“But I am always wary of decisions made hastily. I am always wary of the first decision, that is, the first thing that comes to my mind if I have to make a decision. This is usually the wrong thing. I have to wait and assess, looking deep into myself, taking the necessary time. The wisdom of discernment redeems the necessary ambiguity of life and helps us find the most appropriate means, which do not always coincide with what looks great and strong.” – Pope Francis
Most emergency and temporary hearings occur at the beginning of a case. When parties separate as a result of a pending divorce, adequate provisions need to be established for support. In cases involving children, a temporary parenting plan is essential. A problem arises when individuals experiencing the emotional roller-coaster that a divorce setting can simulate request their lawyer to take action on an emergency basis. This request is usually made without the time needed to assess a problem objectively. Lawyers often feel pressure to appease an emotionally charged client.

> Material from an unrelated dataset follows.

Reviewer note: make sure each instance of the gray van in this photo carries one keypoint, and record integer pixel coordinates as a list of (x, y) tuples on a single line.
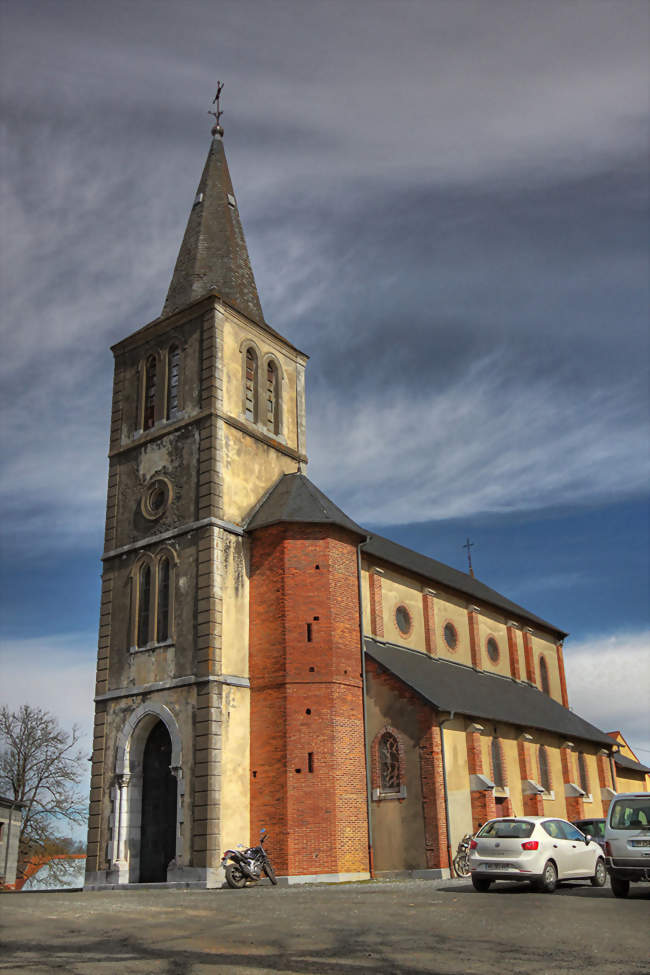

However, a lawyer’s role should never be reduced to that of a mere “mouthpiece”. Such a role for the attorney, would necessarily exclude any counsel, any benefit from past experience that the lawyer would have to offer the client. The early stages of a divorce case present treacherous ground. It is a time when discovery is incomplete and when the least amount of information is known. It is an easy time for a judge to get it wrong. Those are not ideal circumstances to appear before the judge. Rather, if a party needs to appear before a judge at all, it should be under circumstances when discovery is complete, when mediation has been accomplished, and when the lawyer has figured out the case and is prepared to present the client’s position to the judge.